Eğitimci Yazar Aysel Adıgüzel’in kaleminden: ‘Pandemi ‘nin Çocuklar Üzerindeki Etkisi
Pandemi süresince sosyal etkileşimlerin azalması, çocukların akranlarıyla etkileşimlerini sınırlamış ve sosyal becerilerinin gelişiminde gecikmelere yol açmıştır.
Çocuklar, yeni arkadaşlıklar kurmada veya grup oyunlarında katılımda zorluk yaşayabiliyorlar. Uzun süreliizolasyon ve belirsizlik, çocuklarda kaygı, korku ve stres duygularının artmasınaneden olmuştur.
Bu durum, çocukların duygusal reglasyon becerileri üzerinde etkili olabilir.
Okuldan uzak kalma ve uzaktan eğitim uygulamaları, çocukların temel eğitim becerilerinde (okuma, yazma, matematik) geri kalmalarına neden olmuştur.
Bu, okul hayatına dönüşte adaptasyon zorlukları yaratabilir.
Dışarıda oyun ve fiziksel aktivitelerin kısıtlanması, çocukların fiziksel gelişimlerine etki etmiştir.
Bu durum, bazı sağlık sorunlarına (örneğin, obezite) zemin oluşturulabilir.
Yüz yüze etkileşimlerin azalması, çocukların iletişim kurma biçimlerini değiştirebilir.
Çocuklar, sanal platformlarda daha fazla zaman geçirdikçe yüz yüze iletişim becerilerini geliştirmekte zorlanabilirler.
Uzaktan eğitimde sınırlı etkileşim ve yapısız bir öğrenme ortamı, çocukların dikkatlerini sürdürmelerini ve motivasyonlarını artırmalarını zorlaştırabilir.
Bu, öğrenme isteksizliğine yol açabilir.
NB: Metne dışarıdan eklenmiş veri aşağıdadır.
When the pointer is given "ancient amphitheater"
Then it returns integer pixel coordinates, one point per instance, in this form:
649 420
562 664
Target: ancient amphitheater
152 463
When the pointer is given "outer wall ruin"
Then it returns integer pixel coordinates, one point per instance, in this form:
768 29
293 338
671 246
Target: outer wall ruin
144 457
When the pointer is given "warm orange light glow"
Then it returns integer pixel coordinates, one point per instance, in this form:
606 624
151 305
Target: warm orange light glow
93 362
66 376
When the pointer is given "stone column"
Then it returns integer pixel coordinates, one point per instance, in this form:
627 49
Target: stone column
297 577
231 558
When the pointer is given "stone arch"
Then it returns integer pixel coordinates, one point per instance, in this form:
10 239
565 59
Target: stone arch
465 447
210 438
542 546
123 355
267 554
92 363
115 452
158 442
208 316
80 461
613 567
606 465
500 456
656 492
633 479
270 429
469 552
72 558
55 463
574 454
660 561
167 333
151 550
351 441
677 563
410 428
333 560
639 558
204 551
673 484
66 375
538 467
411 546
Pandemi boyunca çocukların yaşadığı zorluklar, ebeveynlerin ve öğretmenlerin çocuklara daha fazla destek olmasını gerektirmiştir.
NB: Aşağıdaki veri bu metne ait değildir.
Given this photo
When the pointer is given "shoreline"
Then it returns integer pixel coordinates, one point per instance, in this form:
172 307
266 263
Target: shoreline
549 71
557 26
Bu ihtiyaç, özellikle duygusal destek ve öğrenme becerileri konusunda kendini gösterir.
Ebeveynlerin evde geçirdikleri süre boyunca çocuklarıyla daha fazla zaman geçirmesi, bazı durumlarda yaratıcılığı artırmış ve yeni oyun deneyimlerinin ortaya çıkmasına olanak sağlamıştır.
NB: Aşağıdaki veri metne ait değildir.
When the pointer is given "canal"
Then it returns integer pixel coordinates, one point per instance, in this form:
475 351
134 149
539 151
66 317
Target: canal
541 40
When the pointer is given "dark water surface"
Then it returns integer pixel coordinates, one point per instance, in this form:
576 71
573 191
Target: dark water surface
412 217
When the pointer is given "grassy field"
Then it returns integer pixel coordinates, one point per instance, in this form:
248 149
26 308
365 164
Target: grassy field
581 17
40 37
Ancak sosyal oyun fırsatlarının azlığı, özgür oyun deneyimlerini etkileyebilir.
Pandemi sürecinde aileler ile çocuklar arasındaki ilişkiler değişim göstermiştir.
Ebeveynlerin stres düzeyleri, çocukların psikolojik sağlığını etkileyebilirken, çocuklar da destek arayışında daha bağımlı hale gelebilirler.
Salgın dönemlerinde uzaktan eğitim uygulamaları, internet erişimi ve teknolojiye ulaşımda adaletsizlikler yaratmıştır.
Ekonomik olarak dezavantajlı ailelerden gelen çocuklar, eğitim kaynaklarına erişim konusunda zorluklar yaşamışlardır.
Salgın sonrası çocukların eğitimde yaşadığı kayıplar ve zorluklar, uzun vadede akademik, sosyal ve psikolojik gelişimlerini etkileyebilir.
Bu durum, ileride iş gücü piyasasına girişlerinde de yansımalar gösterebilir.
Bu etkilerden kaynaklanan sorunların üstesinden gelmek için, bireysel, ailevi ve toplumsal düzeyde destekleyici mekanizmaların geliştirilmesi önemlidir.
Eğitime dönülünce, öğretmenlerin ve eğitim sisteminin bu kayıplarla başa çıkabilmesi için ilave destekler sağlanmalıdır.
Bu değişiklikler, çocukların gelişimsel ilerlemelerini değerlendirirken göz önünde bulundurulmalıdır.
Ebeveynler ve eğitimciler, bu zorlukların üstesinden gelmek için sürekli destek sağlamak ve çocukların ihtiyaçlarına uygun stratejiler geliştirmek konusunda dikkatli olmalıdır.